Korannusantara.id – Sampang, Warga Desa Asem Rajah, Kecamatan Jrengik, Kabupaten Sampang, menegaskan komitmennya untuk menempuh langkah hukum apabila laporan dugaan penyalahgunaan oleh oknum RA, mantan Penjabat (PJ) Kepala Desa, terus berlarut tanpa kepastian.
Sejak laporan dilayangkan pada 6 November 2025 ke sejumlah instansi, antara lain Kecamatan Jrengik, Inspektorat Kabupaten Sampang, Badan Pemeriksa Keuangan (BPK), serta Ombudsman RI Perwakilan Jawa Timur, warga mengaku belum menerima penjelasan resmi mengenai perkembangan penanganan kasus tersebut.
Padahal, dalam forum mediasi yang digelar pada 30 Januari 2026, RA disebut telah mengakui adanya sisa pinjaman warga sebesar Rp20 juta yang belum dikembalikan. Pengakuan tersebut, menurut warga, seharusnya menjadi dasar untuk langkah tindak lanjut yang lebih konkret dari pihak berwenang.
Perwakilan warga dalam konferensi pers di Desa Asem Rajah, Rabu (4/3/2026), menyampaikan bahwa masyarakat hanya menginginkan kepastian hukum dan transparansi. “Kami tidak ingin persoalan ini terus menggantung. Ada pengakuan, ada bukti, dan ada korban. Kami berharap ada tindakan nyata, bukan sekadar proses tanpa kejelasan,” ujarnya.

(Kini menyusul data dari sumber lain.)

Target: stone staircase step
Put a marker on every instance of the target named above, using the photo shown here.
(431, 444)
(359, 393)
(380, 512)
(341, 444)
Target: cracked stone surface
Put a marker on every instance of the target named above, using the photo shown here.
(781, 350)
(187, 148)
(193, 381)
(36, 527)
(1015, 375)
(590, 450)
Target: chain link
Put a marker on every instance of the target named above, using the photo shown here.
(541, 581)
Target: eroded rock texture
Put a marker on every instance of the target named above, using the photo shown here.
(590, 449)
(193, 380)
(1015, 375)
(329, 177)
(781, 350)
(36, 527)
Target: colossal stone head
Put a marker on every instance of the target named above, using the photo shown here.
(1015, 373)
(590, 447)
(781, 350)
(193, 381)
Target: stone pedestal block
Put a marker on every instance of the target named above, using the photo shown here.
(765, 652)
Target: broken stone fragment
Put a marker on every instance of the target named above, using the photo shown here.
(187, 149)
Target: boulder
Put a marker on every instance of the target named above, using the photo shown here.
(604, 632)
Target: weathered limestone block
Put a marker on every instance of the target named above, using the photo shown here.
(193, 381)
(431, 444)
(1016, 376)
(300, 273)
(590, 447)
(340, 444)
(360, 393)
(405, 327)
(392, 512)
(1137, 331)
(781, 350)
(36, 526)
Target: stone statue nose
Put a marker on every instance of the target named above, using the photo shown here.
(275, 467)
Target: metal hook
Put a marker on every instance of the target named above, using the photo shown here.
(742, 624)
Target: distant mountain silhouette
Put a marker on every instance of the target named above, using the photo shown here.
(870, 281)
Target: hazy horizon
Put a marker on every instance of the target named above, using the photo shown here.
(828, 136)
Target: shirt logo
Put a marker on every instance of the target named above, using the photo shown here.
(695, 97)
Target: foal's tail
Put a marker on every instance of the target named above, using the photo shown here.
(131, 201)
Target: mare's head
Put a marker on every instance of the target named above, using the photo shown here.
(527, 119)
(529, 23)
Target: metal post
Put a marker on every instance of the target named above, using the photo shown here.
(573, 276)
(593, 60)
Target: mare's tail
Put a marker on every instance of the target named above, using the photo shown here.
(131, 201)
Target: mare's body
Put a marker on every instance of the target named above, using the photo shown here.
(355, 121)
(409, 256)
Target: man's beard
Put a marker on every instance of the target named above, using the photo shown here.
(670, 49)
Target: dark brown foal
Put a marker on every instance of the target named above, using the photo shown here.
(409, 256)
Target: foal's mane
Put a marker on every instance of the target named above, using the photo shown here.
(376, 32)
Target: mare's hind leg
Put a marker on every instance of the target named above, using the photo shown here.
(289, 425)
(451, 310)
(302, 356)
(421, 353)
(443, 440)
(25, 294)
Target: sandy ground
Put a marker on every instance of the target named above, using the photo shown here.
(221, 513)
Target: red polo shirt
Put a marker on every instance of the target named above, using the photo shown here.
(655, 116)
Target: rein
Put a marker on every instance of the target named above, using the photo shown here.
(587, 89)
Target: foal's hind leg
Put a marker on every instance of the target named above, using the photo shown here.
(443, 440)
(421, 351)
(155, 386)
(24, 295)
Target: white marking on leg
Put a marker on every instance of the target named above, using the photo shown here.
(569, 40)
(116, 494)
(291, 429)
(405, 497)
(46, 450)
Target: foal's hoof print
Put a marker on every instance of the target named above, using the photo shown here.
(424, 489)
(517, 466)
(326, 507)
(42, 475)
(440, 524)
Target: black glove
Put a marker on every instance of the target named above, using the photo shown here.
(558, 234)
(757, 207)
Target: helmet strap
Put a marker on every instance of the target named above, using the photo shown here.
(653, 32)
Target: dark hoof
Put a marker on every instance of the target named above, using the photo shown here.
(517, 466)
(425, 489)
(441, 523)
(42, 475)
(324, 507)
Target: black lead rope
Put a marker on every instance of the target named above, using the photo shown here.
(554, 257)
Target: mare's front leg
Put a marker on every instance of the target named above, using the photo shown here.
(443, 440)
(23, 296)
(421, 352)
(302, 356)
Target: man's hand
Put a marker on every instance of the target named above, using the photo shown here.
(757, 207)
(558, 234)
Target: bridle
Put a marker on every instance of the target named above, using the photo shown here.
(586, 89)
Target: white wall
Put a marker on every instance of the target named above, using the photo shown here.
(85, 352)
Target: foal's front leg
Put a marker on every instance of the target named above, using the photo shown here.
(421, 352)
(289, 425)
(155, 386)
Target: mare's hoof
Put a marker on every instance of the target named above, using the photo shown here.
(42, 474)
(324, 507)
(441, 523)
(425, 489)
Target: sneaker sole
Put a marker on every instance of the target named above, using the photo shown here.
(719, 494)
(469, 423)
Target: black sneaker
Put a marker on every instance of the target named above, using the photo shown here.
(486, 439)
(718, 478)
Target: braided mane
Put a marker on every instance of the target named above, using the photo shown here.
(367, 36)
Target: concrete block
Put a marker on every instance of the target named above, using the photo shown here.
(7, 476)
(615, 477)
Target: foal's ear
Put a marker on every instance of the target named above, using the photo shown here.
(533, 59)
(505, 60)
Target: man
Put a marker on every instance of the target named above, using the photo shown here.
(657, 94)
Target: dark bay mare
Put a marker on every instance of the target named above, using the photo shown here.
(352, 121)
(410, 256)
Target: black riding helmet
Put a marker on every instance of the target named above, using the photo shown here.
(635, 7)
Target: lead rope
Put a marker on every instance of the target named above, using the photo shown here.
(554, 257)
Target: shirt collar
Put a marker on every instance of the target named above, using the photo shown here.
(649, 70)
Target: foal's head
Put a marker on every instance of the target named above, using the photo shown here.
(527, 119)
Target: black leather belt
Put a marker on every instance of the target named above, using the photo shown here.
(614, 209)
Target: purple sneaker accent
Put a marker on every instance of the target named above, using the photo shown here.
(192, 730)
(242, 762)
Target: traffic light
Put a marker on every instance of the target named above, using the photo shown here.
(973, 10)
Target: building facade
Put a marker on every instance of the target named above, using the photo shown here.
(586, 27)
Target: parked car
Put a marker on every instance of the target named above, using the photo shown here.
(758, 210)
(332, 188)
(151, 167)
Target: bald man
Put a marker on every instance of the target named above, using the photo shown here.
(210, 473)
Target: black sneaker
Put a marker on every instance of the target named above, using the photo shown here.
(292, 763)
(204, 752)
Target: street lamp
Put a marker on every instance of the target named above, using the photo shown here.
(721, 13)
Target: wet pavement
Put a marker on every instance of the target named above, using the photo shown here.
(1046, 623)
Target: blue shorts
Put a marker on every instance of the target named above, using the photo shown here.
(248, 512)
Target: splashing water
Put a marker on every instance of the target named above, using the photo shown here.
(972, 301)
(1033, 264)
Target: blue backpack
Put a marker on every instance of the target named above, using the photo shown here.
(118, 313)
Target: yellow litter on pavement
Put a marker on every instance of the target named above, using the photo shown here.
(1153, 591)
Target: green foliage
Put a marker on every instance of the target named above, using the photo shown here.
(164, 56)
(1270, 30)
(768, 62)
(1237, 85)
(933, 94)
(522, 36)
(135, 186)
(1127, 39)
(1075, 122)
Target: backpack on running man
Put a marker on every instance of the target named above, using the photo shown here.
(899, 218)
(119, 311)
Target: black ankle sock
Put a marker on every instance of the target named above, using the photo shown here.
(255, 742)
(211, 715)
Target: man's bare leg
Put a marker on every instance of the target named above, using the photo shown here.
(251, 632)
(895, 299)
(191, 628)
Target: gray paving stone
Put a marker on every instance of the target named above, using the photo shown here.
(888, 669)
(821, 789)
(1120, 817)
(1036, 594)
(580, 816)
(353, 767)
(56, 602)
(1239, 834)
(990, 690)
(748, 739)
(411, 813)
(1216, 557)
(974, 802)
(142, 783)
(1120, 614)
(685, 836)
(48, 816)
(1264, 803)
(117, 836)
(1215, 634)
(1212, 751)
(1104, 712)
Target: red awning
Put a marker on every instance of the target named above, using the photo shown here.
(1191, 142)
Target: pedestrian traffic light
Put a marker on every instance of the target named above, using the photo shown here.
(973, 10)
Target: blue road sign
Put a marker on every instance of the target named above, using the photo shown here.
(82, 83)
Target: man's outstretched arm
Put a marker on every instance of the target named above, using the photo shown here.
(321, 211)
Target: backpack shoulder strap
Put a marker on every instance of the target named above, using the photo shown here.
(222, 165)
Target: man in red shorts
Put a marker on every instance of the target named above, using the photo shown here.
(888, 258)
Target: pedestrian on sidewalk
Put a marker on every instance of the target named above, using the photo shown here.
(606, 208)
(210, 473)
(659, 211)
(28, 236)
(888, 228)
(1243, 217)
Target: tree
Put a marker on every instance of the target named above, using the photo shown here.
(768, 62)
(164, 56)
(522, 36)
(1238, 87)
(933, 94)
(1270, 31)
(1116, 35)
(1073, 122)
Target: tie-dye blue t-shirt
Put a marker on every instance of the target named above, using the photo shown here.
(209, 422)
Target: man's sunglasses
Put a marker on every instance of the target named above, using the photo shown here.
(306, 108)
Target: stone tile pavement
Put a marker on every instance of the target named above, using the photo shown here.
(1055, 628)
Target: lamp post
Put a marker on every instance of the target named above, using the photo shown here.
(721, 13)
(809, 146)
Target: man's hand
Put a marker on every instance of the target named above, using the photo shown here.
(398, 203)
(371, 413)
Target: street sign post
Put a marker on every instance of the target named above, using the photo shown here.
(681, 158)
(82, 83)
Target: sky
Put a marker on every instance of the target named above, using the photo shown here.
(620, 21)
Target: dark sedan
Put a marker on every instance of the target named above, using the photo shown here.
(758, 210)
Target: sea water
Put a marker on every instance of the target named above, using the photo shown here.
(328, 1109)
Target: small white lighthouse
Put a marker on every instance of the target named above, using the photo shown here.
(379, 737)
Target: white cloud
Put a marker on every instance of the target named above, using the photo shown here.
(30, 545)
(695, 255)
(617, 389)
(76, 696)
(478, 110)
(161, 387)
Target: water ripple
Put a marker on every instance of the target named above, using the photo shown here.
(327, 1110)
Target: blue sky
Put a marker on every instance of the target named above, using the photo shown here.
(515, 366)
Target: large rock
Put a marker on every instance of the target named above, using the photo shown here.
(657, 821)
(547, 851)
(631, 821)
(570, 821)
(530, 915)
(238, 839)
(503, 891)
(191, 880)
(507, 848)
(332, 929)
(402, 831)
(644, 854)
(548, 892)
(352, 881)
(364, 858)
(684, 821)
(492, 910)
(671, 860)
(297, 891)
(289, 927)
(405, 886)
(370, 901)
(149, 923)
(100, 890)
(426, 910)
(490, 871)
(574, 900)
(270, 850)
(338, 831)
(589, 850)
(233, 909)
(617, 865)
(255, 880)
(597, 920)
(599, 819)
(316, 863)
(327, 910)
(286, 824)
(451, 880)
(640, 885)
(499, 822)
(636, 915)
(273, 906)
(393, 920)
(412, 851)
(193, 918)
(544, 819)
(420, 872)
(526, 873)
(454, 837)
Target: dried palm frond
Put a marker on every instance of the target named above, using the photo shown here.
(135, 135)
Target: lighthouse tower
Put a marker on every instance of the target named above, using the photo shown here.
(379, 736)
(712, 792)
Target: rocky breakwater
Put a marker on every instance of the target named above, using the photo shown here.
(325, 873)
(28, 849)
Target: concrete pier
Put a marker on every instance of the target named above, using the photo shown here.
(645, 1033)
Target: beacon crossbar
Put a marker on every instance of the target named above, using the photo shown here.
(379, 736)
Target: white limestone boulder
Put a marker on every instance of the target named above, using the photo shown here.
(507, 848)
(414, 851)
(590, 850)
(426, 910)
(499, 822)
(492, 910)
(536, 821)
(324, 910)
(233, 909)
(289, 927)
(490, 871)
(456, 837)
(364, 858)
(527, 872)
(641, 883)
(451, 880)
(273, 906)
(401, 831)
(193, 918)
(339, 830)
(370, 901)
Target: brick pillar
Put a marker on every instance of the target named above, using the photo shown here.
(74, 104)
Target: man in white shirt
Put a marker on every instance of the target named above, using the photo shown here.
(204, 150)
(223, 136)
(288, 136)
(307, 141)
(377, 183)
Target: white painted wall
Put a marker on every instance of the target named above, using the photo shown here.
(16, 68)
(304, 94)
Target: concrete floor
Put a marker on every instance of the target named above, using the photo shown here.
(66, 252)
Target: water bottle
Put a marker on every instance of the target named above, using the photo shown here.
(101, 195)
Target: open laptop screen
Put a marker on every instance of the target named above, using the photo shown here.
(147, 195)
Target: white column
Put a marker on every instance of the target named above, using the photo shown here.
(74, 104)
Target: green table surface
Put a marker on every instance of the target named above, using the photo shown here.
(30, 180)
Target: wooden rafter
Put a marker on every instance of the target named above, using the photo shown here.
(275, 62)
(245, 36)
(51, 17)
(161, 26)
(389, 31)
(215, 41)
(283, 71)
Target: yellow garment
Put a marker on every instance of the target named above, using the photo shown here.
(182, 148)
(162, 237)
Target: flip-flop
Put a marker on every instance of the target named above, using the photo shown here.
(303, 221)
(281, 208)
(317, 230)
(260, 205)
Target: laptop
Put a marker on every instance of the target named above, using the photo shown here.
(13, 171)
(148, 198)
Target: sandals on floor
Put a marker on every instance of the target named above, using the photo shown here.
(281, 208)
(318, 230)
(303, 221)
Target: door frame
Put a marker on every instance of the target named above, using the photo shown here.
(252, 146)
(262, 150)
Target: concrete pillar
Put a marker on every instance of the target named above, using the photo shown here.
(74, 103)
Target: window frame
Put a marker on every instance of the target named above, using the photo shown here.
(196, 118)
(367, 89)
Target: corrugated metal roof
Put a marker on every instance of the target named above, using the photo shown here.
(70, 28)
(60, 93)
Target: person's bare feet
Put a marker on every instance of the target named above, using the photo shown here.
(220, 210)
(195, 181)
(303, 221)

Tim kuasa hukum warga menyatakan telah menyiapkan pengajuan klarifikasi resmi melalui platform pengaduan nasional SP4N-LAPOR!. Selain itu, apabila dalam waktu 14 hari tidak ada respons yang memadai, warga akan mempertimbangkan upaya hukum lanjutan, termasuk kemungkinan mengajukan gugatan ke Pengadilan Tata Usaha Negara (PTUN) atas dugaan kelalaian administrasi dalam penanganan laporan.
Hingga berita ini diterbitkan, pihak Kecamatan Jrengik dan Inspektorat Kabupaten Sampang belum memberikan tanggapan resmi. Sementara itu, Ombudsman RI Perwakilan Jawa Timur menyampaikan melalui pesan singkat bahwa laporan masih dalam tahap verifikasi data dan hasilnya akan disampaikan secara resmi kepada pelapor.
Warga berharap persoalan ini segera diselesaikan secara adil dan transparan, baik melalui pengembalian dana yang menjadi hak warga maupun penegakan aturan terhadap pihak yang terbukti bersalah. Mereka menilai, penyelesaian yang tegas akan menjadi tolok ukur komitmen pemerintah daerah dalam mewujudkan tata kelola pemerintahan desa yang akuntabel dan berintegritas.